Anche lì i geni della finanza creativa si sono applicati: paghi un po’ subito, diluisci un po’ a rate di almeno 3 anni, poi ti arriva un popò di botta (la maxirata) che ti fa pensare seriamente se tenere la vettura o fare un altro giro di valzer. A farti sciogliere l’arcano, naturalmente, la premessa iniziale che il prezzo invogliante visto in tv o sul web o sui giornali, non vale senza il finanziamento che ti fornisce la casa automobilistica chiavi in mano assieme al desiderio o alla necessità a quattro ruote. E non vale, naturalmente, se non prendi la pronta consegna che praticamente non coincide giammai con il prezzo base, e neppure se non ti fai piacere l’unica tinta di serie, che solitamente è un colore improponibile e improbabile da scansare come esplicito marchio d’infamia del vorrei ma non posso. Una volta le sole tinte metallizzate, novità tecnologica e subito status symbol, erano pagate a parte con gli optional, e se volevi un’auto rossa, bianca, blu, verde, non c’erano problemi di listino. Ma nessuno, nell’era della virtualità, poteva immaginare l’invenzione di prezzi virtuali per automobili che non esistono.
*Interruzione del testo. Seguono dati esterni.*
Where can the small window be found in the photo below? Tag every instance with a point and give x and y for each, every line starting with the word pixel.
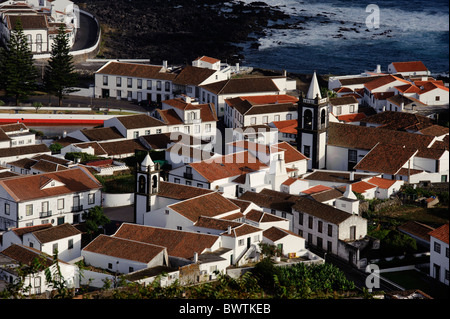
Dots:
pixel 29 210
pixel 91 199
pixel 61 203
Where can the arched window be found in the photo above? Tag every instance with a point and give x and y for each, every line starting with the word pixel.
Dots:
pixel 141 186
pixel 154 183
pixel 307 119
pixel 322 118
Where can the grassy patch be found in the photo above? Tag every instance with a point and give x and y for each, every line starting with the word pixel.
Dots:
pixel 412 279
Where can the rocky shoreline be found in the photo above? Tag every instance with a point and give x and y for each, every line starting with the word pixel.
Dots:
pixel 178 30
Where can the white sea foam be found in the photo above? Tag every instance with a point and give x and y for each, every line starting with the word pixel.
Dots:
pixel 326 21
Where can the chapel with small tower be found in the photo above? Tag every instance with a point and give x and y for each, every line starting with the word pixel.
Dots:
pixel 147 187
pixel 312 125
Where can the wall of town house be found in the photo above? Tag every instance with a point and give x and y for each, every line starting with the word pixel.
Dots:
pixel 18 217
pixel 311 234
pixel 165 90
pixel 65 253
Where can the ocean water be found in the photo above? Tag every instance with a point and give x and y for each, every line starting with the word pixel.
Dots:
pixel 333 36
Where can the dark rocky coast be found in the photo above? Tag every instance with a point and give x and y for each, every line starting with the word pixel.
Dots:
pixel 179 30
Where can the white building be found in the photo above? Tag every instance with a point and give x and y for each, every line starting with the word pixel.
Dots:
pixel 132 81
pixel 218 92
pixel 41 20
pixel 15 256
pixel 55 198
pixel 243 111
pixel 439 254
pixel 123 255
pixel 64 239
pixel 408 69
pixel 133 126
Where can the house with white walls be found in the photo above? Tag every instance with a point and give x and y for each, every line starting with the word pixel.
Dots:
pixel 184 214
pixel 218 92
pixel 217 173
pixel 265 220
pixel 329 229
pixel 343 105
pixel 123 256
pixel 348 144
pixel 64 239
pixel 41 20
pixel 14 135
pixel 243 111
pixel 134 81
pixel 439 254
pixel 16 255
pixel 377 91
pixel 186 115
pixel 10 154
pixel 183 247
pixel 204 70
pixel 133 126
pixel 39 164
pixel 408 68
pixel 290 244
pixel 55 198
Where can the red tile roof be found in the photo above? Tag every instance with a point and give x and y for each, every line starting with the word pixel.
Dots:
pixel 386 158
pixel 136 70
pixel 209 205
pixel 207 59
pixel 123 248
pixel 28 187
pixel 382 182
pixel 383 81
pixel 441 233
pixel 348 118
pixel 181 244
pixel 409 66
pixel 361 187
pixel 227 166
pixel 316 189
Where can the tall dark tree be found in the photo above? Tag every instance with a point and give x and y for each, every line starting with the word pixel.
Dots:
pixel 60 76
pixel 18 73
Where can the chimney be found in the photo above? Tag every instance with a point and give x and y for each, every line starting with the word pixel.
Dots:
pixel 352 176
pixel 378 68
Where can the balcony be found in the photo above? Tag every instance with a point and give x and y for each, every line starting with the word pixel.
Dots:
pixel 45 214
pixel 78 208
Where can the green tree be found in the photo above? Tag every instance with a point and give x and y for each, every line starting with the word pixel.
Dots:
pixel 60 76
pixel 95 219
pixel 16 66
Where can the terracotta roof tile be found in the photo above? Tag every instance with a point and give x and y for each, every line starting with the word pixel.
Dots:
pixel 27 187
pixel 227 166
pixel 441 233
pixel 409 66
pixel 124 248
pixel 386 158
pixel 209 205
pixel 136 70
pixel 181 244
pixel 56 232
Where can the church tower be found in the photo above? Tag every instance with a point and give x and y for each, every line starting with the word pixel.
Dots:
pixel 147 186
pixel 313 114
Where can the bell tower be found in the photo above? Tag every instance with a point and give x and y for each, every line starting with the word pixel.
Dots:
pixel 147 186
pixel 312 126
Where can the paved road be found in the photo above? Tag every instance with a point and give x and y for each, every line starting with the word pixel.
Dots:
pixel 351 273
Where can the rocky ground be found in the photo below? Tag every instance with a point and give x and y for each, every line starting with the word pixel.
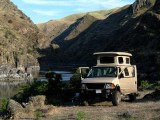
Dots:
pixel 143 108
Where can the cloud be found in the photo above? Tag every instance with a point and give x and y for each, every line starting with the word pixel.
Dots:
pixel 46 13
pixel 82 3
pixel 48 2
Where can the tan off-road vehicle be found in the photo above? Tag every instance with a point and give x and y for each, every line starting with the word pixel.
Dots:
pixel 112 77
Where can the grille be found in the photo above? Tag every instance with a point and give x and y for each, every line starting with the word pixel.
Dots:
pixel 95 86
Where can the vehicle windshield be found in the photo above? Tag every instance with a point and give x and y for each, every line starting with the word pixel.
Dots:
pixel 102 72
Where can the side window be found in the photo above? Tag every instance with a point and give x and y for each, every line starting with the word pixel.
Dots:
pixel 120 60
pixel 127 61
pixel 126 72
pixel 129 72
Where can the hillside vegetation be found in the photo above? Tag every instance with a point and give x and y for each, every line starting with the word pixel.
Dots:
pixel 133 28
pixel 19 37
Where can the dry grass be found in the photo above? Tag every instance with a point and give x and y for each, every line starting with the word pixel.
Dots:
pixel 137 110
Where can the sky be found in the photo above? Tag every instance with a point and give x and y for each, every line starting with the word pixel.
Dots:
pixel 41 11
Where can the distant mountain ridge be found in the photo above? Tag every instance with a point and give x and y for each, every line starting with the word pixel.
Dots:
pixel 133 28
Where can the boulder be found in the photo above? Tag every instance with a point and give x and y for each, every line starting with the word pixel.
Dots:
pixel 14 107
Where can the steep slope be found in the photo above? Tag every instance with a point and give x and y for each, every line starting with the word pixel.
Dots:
pixel 133 28
pixel 19 37
pixel 55 28
pixel 67 29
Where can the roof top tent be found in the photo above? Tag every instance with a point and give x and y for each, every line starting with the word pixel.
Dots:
pixel 113 58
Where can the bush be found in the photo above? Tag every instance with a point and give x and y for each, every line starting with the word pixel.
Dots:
pixel 10 21
pixel 36 88
pixel 81 116
pixel 3 103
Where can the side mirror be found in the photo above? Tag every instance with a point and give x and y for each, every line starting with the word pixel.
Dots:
pixel 121 76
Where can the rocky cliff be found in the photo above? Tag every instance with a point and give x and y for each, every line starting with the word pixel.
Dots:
pixel 19 37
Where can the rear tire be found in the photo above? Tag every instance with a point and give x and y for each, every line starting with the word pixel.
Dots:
pixel 116 98
pixel 132 97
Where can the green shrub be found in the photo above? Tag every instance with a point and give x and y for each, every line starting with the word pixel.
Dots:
pixel 75 81
pixel 81 116
pixel 3 104
pixel 38 115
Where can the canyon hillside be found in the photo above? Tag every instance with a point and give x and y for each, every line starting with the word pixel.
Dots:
pixel 19 37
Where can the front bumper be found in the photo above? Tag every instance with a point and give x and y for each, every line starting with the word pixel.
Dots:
pixel 93 93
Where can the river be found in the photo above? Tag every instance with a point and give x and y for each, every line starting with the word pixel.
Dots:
pixel 9 89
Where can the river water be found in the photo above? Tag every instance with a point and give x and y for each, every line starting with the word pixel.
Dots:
pixel 9 89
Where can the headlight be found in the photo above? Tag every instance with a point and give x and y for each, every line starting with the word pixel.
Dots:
pixel 83 86
pixel 109 86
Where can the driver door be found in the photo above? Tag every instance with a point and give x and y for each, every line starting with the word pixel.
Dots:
pixel 128 83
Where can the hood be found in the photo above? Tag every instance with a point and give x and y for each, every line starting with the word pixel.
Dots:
pixel 100 80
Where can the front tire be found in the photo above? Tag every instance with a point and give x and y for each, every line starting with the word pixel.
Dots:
pixel 132 97
pixel 116 98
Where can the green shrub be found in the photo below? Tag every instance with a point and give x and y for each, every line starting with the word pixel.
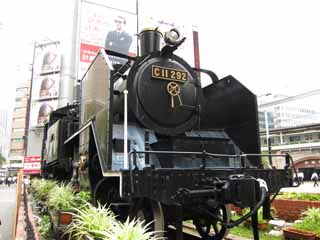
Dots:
pixel 41 189
pixel 91 222
pixel 61 197
pixel 81 199
pixel 45 226
pixel 134 230
pixel 310 221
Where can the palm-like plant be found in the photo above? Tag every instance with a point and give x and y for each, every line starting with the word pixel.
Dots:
pixel 131 230
pixel 92 222
pixel 61 197
pixel 42 188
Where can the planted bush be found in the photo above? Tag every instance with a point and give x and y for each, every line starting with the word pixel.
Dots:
pixel 134 230
pixel 45 226
pixel 41 189
pixel 310 221
pixel 92 222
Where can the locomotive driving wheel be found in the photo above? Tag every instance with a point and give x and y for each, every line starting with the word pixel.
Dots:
pixel 211 228
pixel 151 213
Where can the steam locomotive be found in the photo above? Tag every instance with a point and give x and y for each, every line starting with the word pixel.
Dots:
pixel 149 140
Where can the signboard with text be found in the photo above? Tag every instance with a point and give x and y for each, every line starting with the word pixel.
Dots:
pixel 32 165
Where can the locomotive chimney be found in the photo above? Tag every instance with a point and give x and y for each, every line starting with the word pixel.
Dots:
pixel 150 39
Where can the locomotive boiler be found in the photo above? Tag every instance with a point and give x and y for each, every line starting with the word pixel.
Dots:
pixel 150 141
Provate ad andare in concessionaria con in tasca la cifra reclamizzata pretendendo di perfezionare il contratto sbandierato nell’offerta al pubblico. Vi diranno che l’auto sognata appartiene proprio al mondo dei sogni. Ma se la vuoi, te la prendi nuda e cruda (carrozzeria di colore standard, motore e quattro ruote) con un lieve anticipo e un piccolo finanziamento a mini rate quasi inavvertibili, poi alla fine si potrà persino restituirla senza pagare l’ultimo importo. Ti fai due conti con la vecchia penna e scopri che le auto che non si vendono come una volta, che costano tanto e per le quali vengono richiesti contributi statali, tornano magicamente al prezzo originario su cui era stata disegnata l’offerta. Un affarone, insomma. Ma per chi?
Nel dubbio meglio tenersi l’usato. Almeno è sicuro e si sa quel che vale.